Dans tous les cas, nous sont présentées soit des analyses des dynamiques actuelles de la mondialisation, soit des réponses aux problèmes que la version néolibérale de la mondialisation cause un peu partout. À certains égards, ces réponses – en particulier le cas de la gestion de l’eau en Argentine, décrit par Florentin (p. 105-142) – sont parfaitement analogues à celles évoquées par Karl Polanyi quand il discute de « l’autodéfense de la société », à l’époque de la Grande transformation qu’il a décrite et qui, en moins d’une génération, a fait sombrer le monde dans les deux grandes guerres mondiales, dans la première moitié du XXe siècle (Polanyi, 1944). D’ailleurs, l’exemple des mobilisations citadines locales à Détroit le démontre aussi : « Ces interventions urbaines conçues comme un palliatif, voire une contestation, des carences publiques présentent donc en germe le danger de devenir des alibis pour les processus qu’elles souhaitaient combattre en premier lieu » (chapitre de Nédélec, p. 199).
Les directrices de l’ouvrage enrichissent la réflexion présentée dans les études de cas en discutant du « global » et du « local » comme schèmes de pensée, tout comme de leur transformation, en particulier à partir des dynamiques de globalisation ou de mondialisation, dans leurs différentes acceptions (p. 13-22).
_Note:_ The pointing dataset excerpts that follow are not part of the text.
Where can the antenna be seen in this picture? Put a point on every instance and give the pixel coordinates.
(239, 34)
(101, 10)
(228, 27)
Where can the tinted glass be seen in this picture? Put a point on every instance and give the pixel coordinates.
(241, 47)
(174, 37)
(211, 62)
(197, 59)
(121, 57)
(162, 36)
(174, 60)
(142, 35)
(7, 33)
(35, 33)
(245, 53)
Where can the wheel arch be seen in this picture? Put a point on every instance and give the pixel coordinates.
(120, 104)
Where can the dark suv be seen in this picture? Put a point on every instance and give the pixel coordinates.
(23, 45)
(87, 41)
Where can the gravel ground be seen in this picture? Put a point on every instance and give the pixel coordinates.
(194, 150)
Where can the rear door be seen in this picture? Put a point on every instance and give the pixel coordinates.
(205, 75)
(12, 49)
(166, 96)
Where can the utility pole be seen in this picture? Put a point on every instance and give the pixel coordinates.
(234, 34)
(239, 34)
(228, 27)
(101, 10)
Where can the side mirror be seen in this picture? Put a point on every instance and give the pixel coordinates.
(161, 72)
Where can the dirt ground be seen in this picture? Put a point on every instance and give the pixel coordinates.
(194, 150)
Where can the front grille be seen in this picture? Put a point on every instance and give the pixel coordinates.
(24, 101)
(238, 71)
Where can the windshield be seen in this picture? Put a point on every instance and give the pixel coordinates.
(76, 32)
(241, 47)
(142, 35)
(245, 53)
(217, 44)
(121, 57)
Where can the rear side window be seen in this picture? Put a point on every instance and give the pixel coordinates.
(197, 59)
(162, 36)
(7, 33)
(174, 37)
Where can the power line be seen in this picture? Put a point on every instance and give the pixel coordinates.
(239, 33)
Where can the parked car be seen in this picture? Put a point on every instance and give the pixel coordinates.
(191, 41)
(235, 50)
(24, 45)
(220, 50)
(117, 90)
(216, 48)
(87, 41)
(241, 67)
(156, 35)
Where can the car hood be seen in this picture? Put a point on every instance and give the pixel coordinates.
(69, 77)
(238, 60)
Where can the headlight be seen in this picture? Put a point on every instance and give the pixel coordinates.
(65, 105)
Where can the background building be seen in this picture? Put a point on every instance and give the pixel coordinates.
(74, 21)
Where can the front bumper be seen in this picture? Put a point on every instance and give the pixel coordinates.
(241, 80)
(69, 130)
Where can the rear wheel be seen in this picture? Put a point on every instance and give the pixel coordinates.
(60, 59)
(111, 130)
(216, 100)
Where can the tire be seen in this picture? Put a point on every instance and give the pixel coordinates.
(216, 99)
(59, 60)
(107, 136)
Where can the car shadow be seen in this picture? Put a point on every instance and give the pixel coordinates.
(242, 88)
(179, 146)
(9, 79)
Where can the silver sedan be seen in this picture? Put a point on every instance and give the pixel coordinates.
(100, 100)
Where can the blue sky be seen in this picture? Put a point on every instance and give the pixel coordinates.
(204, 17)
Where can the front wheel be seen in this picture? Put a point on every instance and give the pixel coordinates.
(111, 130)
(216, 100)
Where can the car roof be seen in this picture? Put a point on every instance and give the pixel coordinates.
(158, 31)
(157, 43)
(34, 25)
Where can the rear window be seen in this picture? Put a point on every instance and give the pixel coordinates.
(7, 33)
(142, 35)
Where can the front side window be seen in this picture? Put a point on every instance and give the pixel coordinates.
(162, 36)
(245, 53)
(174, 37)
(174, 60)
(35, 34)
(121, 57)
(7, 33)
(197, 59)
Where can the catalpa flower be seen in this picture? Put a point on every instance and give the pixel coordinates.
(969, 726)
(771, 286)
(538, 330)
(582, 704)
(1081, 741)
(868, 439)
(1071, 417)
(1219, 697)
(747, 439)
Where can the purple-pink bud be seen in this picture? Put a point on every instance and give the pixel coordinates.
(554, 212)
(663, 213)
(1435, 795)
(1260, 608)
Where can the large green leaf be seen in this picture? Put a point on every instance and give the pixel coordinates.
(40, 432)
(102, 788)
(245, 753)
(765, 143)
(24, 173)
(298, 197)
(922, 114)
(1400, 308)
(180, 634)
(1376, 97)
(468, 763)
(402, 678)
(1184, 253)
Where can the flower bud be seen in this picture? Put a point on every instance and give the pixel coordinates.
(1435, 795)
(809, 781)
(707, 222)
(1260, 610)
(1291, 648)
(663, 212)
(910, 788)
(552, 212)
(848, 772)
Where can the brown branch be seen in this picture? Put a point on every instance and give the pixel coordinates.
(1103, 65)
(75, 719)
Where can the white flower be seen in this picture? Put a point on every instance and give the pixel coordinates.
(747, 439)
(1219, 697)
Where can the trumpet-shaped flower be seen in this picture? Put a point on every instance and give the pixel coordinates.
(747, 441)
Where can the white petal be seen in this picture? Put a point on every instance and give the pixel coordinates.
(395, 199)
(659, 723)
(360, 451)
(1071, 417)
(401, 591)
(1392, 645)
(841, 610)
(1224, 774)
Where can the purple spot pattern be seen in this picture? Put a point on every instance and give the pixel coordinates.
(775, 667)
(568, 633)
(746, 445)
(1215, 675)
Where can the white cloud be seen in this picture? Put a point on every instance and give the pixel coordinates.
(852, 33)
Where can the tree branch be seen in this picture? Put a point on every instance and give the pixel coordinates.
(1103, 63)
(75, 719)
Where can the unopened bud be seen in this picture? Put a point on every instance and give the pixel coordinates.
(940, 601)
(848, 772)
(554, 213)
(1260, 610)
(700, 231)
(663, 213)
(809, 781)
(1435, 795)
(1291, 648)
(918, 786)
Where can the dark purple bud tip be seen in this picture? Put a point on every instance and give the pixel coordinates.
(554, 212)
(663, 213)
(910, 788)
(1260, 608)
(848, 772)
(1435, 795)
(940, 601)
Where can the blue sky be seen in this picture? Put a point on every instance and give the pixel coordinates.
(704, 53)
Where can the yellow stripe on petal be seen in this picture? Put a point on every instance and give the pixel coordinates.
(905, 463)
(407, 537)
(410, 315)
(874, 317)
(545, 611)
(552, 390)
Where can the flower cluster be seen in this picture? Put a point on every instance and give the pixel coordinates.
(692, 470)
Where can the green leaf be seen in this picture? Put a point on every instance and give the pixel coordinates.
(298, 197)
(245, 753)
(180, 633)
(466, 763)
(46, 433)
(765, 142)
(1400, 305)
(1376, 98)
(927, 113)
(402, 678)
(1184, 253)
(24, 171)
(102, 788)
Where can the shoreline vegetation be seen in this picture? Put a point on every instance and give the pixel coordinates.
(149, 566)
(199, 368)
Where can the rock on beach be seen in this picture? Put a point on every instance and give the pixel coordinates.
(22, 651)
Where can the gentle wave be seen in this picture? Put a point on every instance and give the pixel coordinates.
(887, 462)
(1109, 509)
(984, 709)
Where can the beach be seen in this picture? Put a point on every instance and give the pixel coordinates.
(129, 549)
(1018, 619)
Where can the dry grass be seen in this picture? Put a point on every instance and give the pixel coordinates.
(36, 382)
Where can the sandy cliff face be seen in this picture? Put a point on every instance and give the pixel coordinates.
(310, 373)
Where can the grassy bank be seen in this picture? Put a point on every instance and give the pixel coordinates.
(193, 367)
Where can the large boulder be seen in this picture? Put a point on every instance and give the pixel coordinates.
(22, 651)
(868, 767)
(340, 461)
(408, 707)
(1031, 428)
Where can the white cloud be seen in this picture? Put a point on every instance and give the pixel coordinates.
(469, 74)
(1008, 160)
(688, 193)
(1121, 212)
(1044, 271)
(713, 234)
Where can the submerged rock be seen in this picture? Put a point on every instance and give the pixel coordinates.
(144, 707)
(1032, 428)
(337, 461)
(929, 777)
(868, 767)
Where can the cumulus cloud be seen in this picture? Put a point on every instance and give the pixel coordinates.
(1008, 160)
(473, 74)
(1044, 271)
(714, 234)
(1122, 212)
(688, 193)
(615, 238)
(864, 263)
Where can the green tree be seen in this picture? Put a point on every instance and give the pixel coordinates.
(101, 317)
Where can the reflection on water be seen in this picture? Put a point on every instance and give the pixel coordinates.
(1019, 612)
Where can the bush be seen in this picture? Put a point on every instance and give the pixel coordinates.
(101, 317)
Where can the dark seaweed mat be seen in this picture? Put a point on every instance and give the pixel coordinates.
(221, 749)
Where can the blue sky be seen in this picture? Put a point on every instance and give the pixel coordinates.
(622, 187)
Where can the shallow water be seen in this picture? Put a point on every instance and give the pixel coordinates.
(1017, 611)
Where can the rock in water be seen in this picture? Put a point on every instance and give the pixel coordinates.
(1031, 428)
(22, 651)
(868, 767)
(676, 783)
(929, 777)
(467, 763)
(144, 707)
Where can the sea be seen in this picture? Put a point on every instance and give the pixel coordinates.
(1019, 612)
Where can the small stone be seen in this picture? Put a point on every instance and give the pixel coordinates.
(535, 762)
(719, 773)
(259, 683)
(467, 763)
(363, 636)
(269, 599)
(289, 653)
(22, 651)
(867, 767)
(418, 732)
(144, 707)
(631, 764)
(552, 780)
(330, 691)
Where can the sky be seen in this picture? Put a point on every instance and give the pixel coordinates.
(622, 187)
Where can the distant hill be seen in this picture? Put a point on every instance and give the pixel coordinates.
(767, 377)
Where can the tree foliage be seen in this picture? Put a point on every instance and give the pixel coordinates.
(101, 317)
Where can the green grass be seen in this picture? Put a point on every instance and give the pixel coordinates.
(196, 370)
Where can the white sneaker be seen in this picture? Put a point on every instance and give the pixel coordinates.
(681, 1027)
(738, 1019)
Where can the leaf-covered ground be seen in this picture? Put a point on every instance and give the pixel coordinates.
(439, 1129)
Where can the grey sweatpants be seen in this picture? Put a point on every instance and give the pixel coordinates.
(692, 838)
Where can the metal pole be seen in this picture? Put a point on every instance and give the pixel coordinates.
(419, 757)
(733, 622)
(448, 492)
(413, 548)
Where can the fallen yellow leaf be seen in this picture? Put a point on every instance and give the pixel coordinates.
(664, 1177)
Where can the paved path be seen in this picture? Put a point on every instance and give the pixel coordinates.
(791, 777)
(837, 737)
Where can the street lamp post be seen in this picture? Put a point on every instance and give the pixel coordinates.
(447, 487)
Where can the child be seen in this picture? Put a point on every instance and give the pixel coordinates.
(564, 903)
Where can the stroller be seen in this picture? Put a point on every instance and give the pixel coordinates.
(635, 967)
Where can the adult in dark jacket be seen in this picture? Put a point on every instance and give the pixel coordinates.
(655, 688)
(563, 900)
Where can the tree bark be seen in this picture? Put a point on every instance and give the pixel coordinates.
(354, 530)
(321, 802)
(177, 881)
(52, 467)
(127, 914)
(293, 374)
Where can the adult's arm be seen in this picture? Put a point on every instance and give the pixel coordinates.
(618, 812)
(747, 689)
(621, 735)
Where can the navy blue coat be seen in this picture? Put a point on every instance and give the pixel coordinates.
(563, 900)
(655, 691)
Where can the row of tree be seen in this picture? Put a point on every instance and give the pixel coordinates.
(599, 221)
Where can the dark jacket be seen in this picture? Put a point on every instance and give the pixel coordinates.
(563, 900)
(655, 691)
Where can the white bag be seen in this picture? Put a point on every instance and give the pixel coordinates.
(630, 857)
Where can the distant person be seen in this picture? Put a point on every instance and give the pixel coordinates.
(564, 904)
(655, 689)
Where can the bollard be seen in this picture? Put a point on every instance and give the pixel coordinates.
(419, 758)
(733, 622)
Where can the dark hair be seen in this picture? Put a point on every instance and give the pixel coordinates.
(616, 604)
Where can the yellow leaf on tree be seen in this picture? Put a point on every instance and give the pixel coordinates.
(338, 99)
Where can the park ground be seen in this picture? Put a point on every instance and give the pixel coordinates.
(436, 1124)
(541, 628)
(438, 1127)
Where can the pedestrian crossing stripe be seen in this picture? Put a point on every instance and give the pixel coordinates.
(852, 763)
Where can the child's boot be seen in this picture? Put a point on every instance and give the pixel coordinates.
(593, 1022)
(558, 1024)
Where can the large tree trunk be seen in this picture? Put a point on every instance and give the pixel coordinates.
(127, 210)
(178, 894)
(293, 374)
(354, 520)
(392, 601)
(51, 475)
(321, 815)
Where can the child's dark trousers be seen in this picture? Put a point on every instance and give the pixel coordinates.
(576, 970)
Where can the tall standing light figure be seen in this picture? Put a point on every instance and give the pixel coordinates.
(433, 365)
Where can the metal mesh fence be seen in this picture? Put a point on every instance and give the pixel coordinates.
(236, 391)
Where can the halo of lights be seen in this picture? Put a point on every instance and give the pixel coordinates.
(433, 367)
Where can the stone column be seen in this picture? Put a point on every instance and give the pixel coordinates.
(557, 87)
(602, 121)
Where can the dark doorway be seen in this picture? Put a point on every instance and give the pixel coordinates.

Entre autres, elles distinguent « l’interdépendance systémique [qui] se retrouve dans le préfixe “ trans- ” que l’on utilise fréquemment lorsque l’on parle de global […] alors que la mondialisation est le domaine du “ multi- ” […] » (p. 17).
Peut-être, pourrait-on critiquer leur manière de percevoir certains liens entre local et global. Si, bien sûr, des acteurs globaux s’incrustent et influencent la course de territoires locaux, les entreprises, les organisations non gouvernementales (ONG) ou les diasporas n’ont pas le monopole du travail (pris dans le sens raffestinien : énergie + information = travail ; Raffestin, 1980) au niveau global. « Les habitants (acteurs locaux) ont [certes] des capacités de mobilisation pour affronter les acteurs globaux, économique ou politique » (p. 21), mais ces capacités ne sont pas que locales. Le soulèvement au Chiapas, en 1994, est un bel exemple où des acteurs locaux (le sous-commandant Marcos), simplement par leur capacité à intervenir dans l’arène médiatique internationale, ont réussi à transformer un enjeu local en question plus globale et à faire pression sur le gouvernement mexicain.
Enfin, même si l’argumentation autour de certains thèmes n’est pas tout à fait convaincante (comme le concept de « co-spatialité », des pages 91 à 93, chapitre de Frétigny), et même si subsistent dans le texte plusieurs erreurs typographiques et syntaxiques, la contribution globale de cet ouvrage reste importante pour nous permettre d’approfondir notre connaissance de la complexité systémique de l’économie de marché, ainsi que des dynamiques de transition et de passage, dans un sens comme dans l’autre, entre les phénomènes locaux et mondiaux.